Comparison of the C. tomentella cp genome with related species
The online mVISTA program (https://genome.lbl.gov/vista/index.shtml) was employed to compare the sequence divergence of C. tomentella (ON854662), C. fruticosa (MT083932), C. tangutica (MK253446), C. aethusifolia (MK253462), C. henryi var. ternata (MW380948), C. trichotoma (MG952896), C. alternata (MG573152), C. montana (MT292622) and C. guniuensis (NC050373) and the nine Clematis cp genomes were drawn. It was found that almost the same genetic orders and arrangement between C. tomentella and C. fruticosa (Fig. 4). The results revealed that the genetic orders of nine Clematis species had some similarity in general, and the non-coding regions were largely divergent, while the coding regions were relatively conserved. Importantly, from the similar sequences of the cp genome of C. tomentella and C. fruticosa, we found four distinct divergent regions of C. tomentella, i.e., segments of ndhC-atpA, ndhF-rpl32, rps8-infA, and psbE-petL, which can be used as a barcode for DNA of C. tomentella or be recommended as evidence of evolutionary classification.

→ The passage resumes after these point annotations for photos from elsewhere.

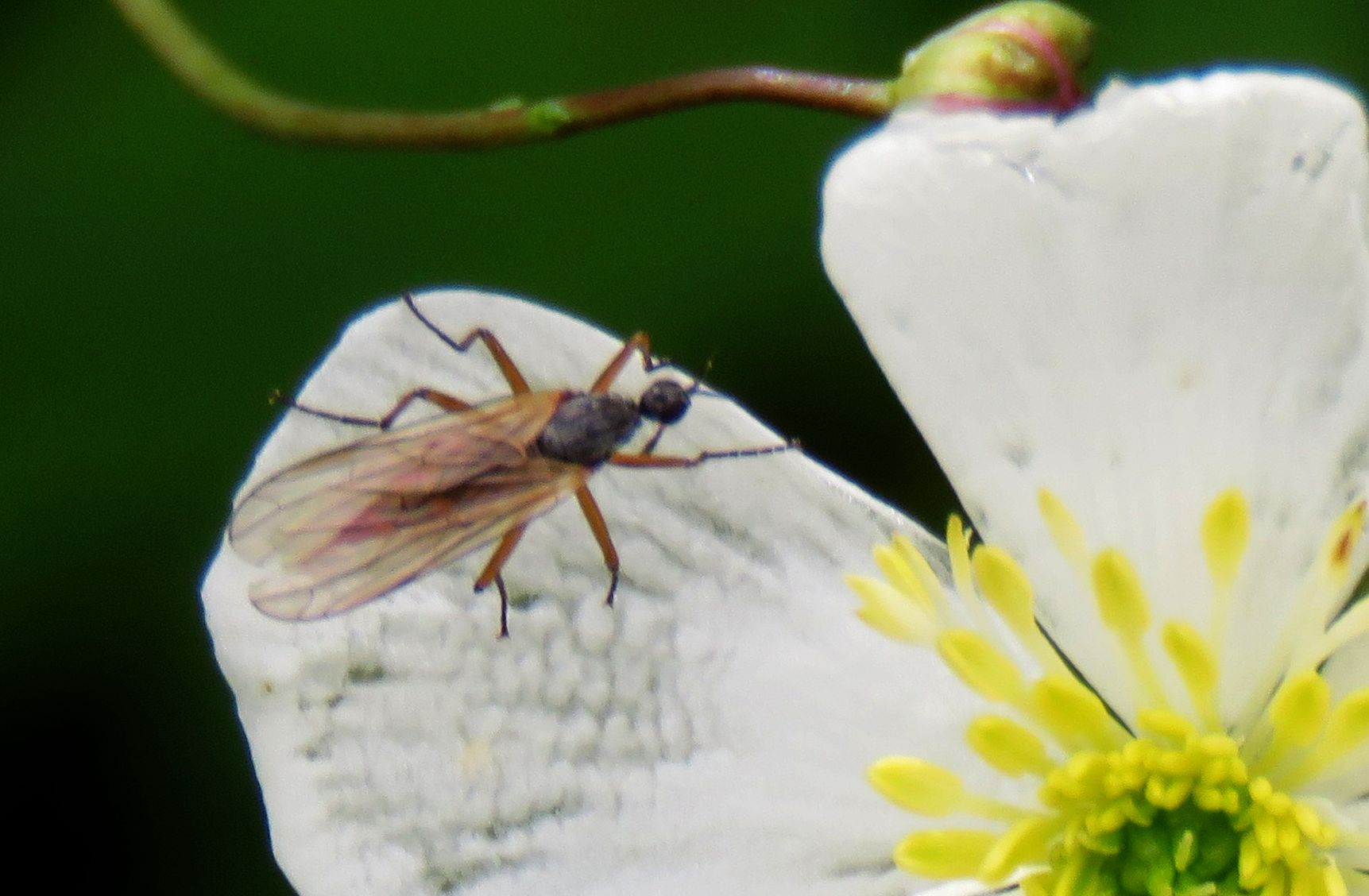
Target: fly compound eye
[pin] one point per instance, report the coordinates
(664, 401)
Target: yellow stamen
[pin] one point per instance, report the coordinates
(1197, 666)
(980, 665)
(1064, 530)
(1225, 534)
(930, 790)
(1024, 844)
(944, 854)
(1007, 746)
(899, 574)
(891, 612)
(1007, 589)
(1121, 602)
(1072, 713)
(1348, 728)
(922, 570)
(961, 570)
(1295, 714)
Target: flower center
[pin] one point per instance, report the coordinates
(1176, 813)
(1166, 803)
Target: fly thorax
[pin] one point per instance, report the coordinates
(588, 428)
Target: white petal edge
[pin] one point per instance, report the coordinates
(711, 731)
(1136, 307)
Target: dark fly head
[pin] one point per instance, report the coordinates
(664, 401)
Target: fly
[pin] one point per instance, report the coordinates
(354, 523)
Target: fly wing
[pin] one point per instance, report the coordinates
(359, 520)
(399, 538)
(304, 508)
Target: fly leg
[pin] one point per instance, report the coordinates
(492, 574)
(645, 460)
(501, 357)
(600, 528)
(640, 342)
(431, 396)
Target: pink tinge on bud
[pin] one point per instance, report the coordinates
(1068, 95)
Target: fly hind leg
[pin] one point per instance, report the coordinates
(431, 396)
(518, 384)
(492, 574)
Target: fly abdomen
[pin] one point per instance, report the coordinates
(588, 428)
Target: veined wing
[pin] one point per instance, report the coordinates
(307, 507)
(397, 538)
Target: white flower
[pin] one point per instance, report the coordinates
(1136, 342)
(1135, 339)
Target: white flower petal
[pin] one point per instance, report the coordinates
(710, 733)
(1135, 307)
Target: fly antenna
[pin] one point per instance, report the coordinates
(655, 439)
(697, 386)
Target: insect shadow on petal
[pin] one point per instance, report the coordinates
(356, 521)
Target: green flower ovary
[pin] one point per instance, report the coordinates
(1151, 820)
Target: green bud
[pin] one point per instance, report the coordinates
(1022, 55)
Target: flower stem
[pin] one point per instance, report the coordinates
(257, 107)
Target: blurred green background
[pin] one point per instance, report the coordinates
(162, 271)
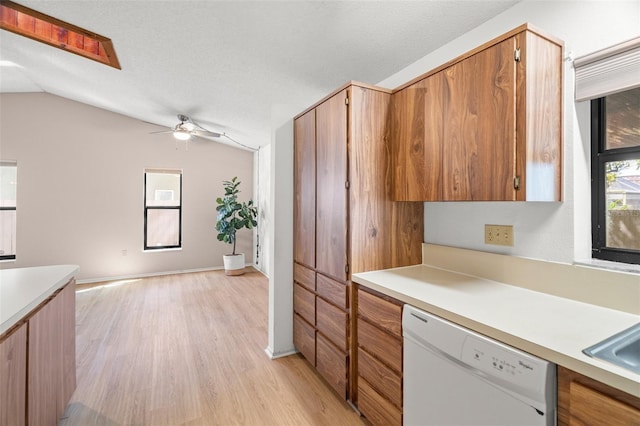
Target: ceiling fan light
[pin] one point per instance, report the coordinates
(181, 135)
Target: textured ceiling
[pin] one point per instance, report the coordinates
(227, 64)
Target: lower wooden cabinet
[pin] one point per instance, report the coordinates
(38, 379)
(13, 377)
(585, 401)
(321, 326)
(377, 409)
(304, 338)
(379, 361)
(331, 363)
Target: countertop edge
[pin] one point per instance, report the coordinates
(596, 369)
(61, 275)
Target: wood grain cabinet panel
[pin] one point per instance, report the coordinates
(358, 227)
(44, 376)
(384, 314)
(304, 276)
(331, 363)
(331, 190)
(13, 377)
(332, 322)
(478, 135)
(68, 298)
(381, 345)
(333, 291)
(486, 126)
(304, 183)
(379, 362)
(585, 401)
(378, 410)
(304, 303)
(386, 382)
(304, 338)
(416, 130)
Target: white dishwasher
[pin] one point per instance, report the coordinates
(454, 376)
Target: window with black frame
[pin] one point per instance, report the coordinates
(8, 190)
(615, 176)
(162, 209)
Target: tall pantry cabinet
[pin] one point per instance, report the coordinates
(344, 222)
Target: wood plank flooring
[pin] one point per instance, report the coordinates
(189, 350)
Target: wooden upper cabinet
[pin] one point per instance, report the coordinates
(304, 181)
(331, 179)
(484, 127)
(383, 234)
(416, 130)
(479, 150)
(539, 118)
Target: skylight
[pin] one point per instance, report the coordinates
(54, 32)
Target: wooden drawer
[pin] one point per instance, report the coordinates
(383, 346)
(304, 338)
(381, 312)
(385, 381)
(331, 363)
(334, 291)
(304, 276)
(304, 303)
(332, 322)
(375, 407)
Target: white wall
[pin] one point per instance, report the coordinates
(280, 328)
(80, 188)
(262, 191)
(549, 231)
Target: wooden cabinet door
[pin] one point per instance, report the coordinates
(331, 177)
(585, 401)
(67, 299)
(416, 135)
(13, 377)
(304, 182)
(45, 364)
(479, 129)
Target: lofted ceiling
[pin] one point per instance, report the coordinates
(227, 64)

As shown in Fig. 5, the IR-LSC and IR-SSC boundaries of C. tomentella with the related species, C. fruticosa (MT083932), C. tangutica (MK253446), and C. aethusifolia (MK253446) were similar except C.taeguensis (MW201572). In the cp boundaries of C. tomentella, the infA gene was identified at the junction of the LSC/IRa region (17 bp from the end) due to the gene contraction and expansion. This differential gene is a typical representative of the cp genome boundary of C. tomentella and its relatives.
The sliding window analysis performed using DnaSP indicated that the highly divergent regions were observed within the cp genome of C. tomentella, C. fruticosa, C. tangutica, and C. aethusifolia (Fig. 6). The average nucleotide diversity (Pi) of the whole cp genome was 0.00212, and three highly divergent regions were identified based on regions where Eta (θ) values exceed 0.0125, which were trnG_UCC-atpA, ndhF-rpl32, and rps8-infA.
Figure 6 Sliding window analysis of cp genome of C. tomentella and three Clematis (C. fruticosa, C. tangutica, and C. aethusifolia).
Phylogenetic analysis
In this study, we aligned the complete cp genome of 29 Clematis-related species in the Ranunculaceae family and one outgroup to reveal the phylogenetic position of C. tomentella. The maximum likelihood tree suggested that C. tomentella was closely related to C. fruticosa (Fig. 7).